Additionally, ensuring the correct trust documentation is in place remains essential. A Relevant Life policy not written into trust loses its core tax advantage, potentially pulling the payout into the deceased’s estate. Similarly, assigning a Key Person policy incorrectly—for example, naming the director personally instead of the business—could trigger unnecessary tax consequences.
Willow Private Finance works alongside clients’ accountants, legal advisers, and, when necessary, corporate tax specialists to ensure every element of these structures aligns. The goal is not just to obtain cover but to integrate it meaningfully into a company’s financial plan.
The 2025 Outlook
Looking ahead, the conversation around business protection is likely to deepen. HMRC continues to review benefit-in-kind boundaries and inheritance tax reliefs, meaning that poorly structured arrangements could face scrutiny. Meanwhile, lenders and investors increasingly expect to see formal risk management policies as a sign of sound governance.
For business owners and directors, the message is clear: Relevant Life and Key Person Insurance are not optional extras—they are foundational parts of a secure, well-governed company. Used together, they protect both people and profits, offering peace of mind that the business, the family, and the future are all taken care of.
How Willow Private Finance Can Help
At
Willow Private Finance, we specialise in advising directors, contractors, and high-net-worth individuals on intelligent, tax-efficient protection structures. Our team compares policies from across the market, liaising with accountants and trustees to ensure every arrangement meets HMRC requirements and aligns with your wider wealth strategy.
Whether you’re setting up cover for the first time or reviewing existing policies, we’ll help you understand exactly what you need, why it matters, and how to make every pound work harder for you and your business.
Frequently Asked Questions
Q1: Can I hold both Relevant Life and Key Person cover?
A: Yes. Many directors combine both to protect their family and business simultaneously. Relevant Life provides personal family protection, while Key Person cover secures the company’s financial health.
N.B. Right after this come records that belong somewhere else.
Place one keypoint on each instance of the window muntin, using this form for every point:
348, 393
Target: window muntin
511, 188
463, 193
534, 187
Q2: Is Relevant Life available for company owners with no employees?
A: Yes, provided the director is classed as an employee of their own limited company. It’s ideal for one-person firms.
Q3: Does Relevant Life include critical illness cover?
A: Not usually. Relevant Life provides death or terminal illness benefit only. Critical illness is typically arranged separately.
Q4: Are Key Person premiums tax-deductible?
A: Sometimes. HMRC applies the “wholly and exclusively” rule—if the cover protects trading income, premiums may qualify for relief.
Q5: Do I need a trust for Key Person cover?
A: No. Trusts are specific to Relevant Life policies; Key Person proceeds are paid directly to the business.